Benefits to Living in the 19th Century
This village where we live is quaint, old-fashioned, not quite of the modern age. It has progressed dramatically during our time here; at least 3 bars have wifi where there was none 8 years ago. We have a biological grocery store now. Months pass where we lose not power, water, nor interwebs. In the beginning, it was a good week when they all functioned all day every day.
But laundry still happens without a dryer. The power upgrade required to run one effectively deters most locals from bothering. Besides, they’ve not had a dryer in the family for 500 years, why start now? It’s the way we’ve always done it. Not having a dryer doesn’t really bother me. Time I do have and it’s ecologically more responsible to hang it out in the fresh air and sunshine ~when it’s available; when it’s not? better to have clean clothes hanging about the place than dirty.
However, the oil-fired boiler in the basement of our building which “heats” all the flats is not at all ecological. It’s also out of our control, burning only between sometime in November and mid-April and from 11 in the morning until 8 at night, not when it’s most needed. The fingerless gloves I wear, enabling me to write, leave me feeling a bit too much in touch with my inner Dickens. It was the best of times, it was the worst of times… indeed.

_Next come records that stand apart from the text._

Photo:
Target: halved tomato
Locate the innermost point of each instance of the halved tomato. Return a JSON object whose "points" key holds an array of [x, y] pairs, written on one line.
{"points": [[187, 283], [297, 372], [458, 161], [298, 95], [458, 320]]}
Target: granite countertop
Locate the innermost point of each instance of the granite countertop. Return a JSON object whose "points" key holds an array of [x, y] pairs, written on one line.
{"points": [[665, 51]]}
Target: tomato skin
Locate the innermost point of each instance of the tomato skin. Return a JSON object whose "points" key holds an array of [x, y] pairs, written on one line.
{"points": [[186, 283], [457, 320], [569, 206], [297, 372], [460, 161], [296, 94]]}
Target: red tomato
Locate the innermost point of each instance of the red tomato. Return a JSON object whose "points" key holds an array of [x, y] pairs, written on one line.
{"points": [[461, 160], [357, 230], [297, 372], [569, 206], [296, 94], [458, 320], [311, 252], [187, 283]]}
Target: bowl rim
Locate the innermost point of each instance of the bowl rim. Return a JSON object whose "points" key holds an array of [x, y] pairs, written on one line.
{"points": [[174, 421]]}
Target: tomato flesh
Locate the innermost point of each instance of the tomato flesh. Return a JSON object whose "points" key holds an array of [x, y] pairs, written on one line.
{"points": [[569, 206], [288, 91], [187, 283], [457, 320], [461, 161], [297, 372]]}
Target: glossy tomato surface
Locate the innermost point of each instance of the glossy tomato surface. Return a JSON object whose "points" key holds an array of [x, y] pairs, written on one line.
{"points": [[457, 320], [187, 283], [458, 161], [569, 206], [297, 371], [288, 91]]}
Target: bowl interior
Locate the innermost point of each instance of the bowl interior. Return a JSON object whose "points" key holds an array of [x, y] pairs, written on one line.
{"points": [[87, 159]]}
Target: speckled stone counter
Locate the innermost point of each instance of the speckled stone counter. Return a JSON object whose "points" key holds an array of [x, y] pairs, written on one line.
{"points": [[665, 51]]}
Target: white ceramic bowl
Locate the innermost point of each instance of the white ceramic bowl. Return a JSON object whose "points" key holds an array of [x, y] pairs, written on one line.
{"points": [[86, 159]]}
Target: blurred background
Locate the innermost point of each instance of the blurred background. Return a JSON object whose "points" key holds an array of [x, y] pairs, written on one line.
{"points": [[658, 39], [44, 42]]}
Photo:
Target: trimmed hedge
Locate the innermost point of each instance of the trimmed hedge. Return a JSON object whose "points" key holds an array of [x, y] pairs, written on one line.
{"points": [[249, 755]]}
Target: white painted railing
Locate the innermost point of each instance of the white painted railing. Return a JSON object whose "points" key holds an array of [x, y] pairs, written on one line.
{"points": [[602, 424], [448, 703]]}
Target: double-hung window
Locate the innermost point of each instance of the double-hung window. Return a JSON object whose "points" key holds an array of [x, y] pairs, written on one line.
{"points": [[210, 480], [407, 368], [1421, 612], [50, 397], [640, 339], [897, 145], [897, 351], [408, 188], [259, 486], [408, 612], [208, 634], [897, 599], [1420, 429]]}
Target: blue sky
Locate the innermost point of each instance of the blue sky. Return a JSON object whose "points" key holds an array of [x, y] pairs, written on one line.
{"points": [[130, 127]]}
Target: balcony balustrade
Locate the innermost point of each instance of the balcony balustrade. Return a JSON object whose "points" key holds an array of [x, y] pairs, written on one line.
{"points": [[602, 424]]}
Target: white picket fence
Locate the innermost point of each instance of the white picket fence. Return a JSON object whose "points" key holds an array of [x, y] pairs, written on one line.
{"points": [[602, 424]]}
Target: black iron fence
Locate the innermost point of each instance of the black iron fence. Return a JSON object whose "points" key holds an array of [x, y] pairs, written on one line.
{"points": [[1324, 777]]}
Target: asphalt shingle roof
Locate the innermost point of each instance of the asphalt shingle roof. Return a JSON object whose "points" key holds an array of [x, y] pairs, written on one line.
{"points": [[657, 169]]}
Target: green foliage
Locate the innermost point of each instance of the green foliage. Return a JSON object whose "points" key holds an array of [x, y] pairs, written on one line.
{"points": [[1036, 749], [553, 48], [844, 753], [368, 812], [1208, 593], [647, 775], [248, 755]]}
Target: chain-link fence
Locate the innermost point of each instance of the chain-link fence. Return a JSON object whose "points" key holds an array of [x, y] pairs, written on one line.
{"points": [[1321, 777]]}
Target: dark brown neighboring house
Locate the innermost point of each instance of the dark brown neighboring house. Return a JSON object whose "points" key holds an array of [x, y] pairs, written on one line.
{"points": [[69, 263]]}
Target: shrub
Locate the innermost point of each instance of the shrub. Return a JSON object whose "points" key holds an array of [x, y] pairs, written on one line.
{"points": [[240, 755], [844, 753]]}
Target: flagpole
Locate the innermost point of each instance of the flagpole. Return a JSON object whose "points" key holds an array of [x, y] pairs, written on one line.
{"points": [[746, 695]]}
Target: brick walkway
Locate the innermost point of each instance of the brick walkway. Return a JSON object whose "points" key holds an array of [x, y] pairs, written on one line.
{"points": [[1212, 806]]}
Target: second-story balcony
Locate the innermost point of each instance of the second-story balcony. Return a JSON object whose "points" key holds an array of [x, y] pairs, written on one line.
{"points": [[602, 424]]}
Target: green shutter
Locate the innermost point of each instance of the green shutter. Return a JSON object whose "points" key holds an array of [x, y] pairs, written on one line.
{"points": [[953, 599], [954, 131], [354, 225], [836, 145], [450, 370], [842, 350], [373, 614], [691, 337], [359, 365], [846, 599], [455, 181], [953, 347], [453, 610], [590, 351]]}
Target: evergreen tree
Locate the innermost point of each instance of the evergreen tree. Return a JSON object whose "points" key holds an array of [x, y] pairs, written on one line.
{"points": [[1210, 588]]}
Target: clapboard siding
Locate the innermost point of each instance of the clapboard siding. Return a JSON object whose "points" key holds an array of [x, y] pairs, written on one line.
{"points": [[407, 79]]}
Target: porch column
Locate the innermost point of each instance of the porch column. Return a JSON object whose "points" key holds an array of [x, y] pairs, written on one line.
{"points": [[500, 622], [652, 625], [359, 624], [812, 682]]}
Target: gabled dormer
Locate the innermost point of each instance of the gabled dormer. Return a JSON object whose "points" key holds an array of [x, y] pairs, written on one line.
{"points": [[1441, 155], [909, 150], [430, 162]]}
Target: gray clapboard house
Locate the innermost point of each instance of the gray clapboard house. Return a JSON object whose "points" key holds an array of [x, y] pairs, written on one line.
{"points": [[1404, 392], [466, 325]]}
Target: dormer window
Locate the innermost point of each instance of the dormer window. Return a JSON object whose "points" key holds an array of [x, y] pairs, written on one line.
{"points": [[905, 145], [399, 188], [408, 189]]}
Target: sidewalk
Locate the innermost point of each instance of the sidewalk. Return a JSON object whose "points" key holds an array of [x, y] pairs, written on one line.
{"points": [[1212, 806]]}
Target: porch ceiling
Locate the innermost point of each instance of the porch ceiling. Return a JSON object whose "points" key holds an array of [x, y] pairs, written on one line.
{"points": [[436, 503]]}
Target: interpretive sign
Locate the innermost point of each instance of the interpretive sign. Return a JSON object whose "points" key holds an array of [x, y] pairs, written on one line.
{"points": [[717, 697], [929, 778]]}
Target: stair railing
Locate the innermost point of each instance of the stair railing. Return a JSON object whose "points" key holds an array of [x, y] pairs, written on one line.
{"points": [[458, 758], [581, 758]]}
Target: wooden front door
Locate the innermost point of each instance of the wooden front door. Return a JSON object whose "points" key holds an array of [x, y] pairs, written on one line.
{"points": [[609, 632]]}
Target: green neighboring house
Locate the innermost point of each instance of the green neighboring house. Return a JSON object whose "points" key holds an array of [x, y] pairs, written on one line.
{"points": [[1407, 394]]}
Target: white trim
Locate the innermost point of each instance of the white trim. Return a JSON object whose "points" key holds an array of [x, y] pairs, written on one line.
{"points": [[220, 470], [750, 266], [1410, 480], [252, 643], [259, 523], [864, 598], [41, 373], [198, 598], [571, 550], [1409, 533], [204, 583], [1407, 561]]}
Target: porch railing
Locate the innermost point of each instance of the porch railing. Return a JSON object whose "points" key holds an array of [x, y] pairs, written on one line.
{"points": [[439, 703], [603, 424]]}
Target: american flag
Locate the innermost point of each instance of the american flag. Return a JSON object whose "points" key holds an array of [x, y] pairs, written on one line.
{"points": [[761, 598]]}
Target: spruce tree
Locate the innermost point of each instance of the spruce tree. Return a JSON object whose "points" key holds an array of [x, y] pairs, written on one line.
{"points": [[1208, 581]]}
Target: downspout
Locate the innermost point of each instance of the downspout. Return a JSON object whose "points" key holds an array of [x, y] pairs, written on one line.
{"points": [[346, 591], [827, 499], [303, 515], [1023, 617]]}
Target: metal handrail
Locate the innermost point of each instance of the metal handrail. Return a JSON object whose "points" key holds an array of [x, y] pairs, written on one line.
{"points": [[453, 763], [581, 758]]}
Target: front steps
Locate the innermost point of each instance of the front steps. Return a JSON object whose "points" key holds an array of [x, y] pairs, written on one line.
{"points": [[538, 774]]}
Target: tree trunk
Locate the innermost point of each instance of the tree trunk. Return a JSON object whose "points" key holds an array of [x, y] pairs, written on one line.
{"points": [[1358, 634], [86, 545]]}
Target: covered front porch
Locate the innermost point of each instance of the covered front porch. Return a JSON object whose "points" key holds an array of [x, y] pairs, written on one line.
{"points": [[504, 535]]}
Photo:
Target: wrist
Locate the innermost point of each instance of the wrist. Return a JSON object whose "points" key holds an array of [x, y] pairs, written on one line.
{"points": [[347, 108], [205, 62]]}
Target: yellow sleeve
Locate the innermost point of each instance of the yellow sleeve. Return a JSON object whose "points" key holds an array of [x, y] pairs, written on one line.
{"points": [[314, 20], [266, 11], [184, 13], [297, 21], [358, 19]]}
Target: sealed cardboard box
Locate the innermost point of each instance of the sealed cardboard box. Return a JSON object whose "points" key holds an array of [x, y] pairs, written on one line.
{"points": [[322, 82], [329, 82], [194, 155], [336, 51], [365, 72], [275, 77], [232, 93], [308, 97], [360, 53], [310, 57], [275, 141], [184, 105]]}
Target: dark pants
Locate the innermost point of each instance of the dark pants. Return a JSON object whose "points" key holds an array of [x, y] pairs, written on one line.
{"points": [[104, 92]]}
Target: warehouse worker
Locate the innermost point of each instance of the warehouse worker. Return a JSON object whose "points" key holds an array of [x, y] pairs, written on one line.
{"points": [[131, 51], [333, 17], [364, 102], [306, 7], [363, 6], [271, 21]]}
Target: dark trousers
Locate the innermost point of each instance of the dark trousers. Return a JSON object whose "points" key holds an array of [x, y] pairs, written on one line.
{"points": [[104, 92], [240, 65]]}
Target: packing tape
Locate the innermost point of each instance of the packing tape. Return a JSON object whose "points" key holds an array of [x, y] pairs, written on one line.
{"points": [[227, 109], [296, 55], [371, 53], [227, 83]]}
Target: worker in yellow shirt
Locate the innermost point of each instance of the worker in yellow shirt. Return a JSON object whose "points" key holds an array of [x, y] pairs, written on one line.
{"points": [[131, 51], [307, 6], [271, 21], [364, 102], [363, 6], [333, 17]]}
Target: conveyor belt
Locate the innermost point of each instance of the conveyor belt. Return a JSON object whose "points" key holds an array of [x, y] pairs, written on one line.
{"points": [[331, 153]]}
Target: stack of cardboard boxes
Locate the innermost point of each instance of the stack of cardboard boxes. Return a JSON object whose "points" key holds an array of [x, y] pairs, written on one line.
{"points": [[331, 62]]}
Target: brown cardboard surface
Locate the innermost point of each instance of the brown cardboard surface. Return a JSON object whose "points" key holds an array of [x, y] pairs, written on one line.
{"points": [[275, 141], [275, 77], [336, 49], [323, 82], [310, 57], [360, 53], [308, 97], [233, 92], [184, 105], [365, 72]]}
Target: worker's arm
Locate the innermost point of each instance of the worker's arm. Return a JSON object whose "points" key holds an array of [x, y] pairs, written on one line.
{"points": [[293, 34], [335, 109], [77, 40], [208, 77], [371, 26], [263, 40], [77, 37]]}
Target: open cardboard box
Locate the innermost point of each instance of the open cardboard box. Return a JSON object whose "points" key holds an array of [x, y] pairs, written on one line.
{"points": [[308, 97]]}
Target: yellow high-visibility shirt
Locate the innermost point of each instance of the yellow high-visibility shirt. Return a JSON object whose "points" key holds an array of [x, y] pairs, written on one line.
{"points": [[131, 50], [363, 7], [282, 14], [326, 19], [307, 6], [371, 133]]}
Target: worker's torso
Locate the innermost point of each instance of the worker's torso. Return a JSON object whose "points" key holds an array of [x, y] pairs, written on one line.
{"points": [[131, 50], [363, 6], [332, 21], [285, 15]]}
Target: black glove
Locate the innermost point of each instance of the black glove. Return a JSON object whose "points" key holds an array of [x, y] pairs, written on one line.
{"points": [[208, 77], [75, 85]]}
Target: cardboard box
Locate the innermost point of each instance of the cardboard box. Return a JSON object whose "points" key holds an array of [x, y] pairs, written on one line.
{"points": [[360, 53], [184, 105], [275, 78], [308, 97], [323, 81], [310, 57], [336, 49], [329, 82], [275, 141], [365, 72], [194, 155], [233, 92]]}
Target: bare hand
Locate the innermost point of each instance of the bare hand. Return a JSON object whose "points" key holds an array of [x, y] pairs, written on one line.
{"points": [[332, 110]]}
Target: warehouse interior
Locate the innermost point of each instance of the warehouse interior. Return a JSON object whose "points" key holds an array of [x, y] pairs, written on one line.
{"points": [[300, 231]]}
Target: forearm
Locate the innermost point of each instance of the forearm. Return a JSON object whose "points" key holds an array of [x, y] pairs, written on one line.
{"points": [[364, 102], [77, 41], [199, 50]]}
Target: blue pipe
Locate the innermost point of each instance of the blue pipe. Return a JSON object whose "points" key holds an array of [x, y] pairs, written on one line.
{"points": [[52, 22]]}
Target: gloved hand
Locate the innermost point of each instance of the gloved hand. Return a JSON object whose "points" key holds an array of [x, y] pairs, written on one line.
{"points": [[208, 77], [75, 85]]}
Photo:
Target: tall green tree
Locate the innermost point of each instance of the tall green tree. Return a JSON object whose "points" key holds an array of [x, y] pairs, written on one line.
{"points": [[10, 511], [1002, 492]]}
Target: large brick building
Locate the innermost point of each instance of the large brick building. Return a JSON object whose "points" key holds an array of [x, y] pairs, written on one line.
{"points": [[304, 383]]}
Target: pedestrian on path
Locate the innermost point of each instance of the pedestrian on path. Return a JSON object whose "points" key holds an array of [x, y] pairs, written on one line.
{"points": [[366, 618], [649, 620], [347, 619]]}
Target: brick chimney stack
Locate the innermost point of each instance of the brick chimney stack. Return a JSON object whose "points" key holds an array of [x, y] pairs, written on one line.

But occasionally the way we’ve always done it does in fact intersect with the best of times. The man found himself in need of a doctor on Saturday morning. I called the one I’ve visited. No answer, but I’ve sat in that waiting room, listening to the phone ring while the receptionist chatted on her cell. So we walked over to see. No, the office was really closed. Hm. What now? It wasn’t so serious as to risk the more dire consequences of being admitted to the hospital, an experience to be avoided at all costs. I called an Italian friend. She said doctors are out of the office on weekends. Ack. But, I could call the Guardia Medica La Spezia ~not Pronto Soccorso, the emergency squad, more of an urgent care set up. Local doctors do their shifts, real doctors, she said, not students. I loathed the thought of driving and, more to the point, parking in the city, but I had no choice. I called. The very nice lady listened to my description of the man’s malady and said her colleague would arrive during the morning. That same morning? At our house? Yes, of course.
Doctors in the 19th century made house calls. They still do in Italy. Score one for living in the past.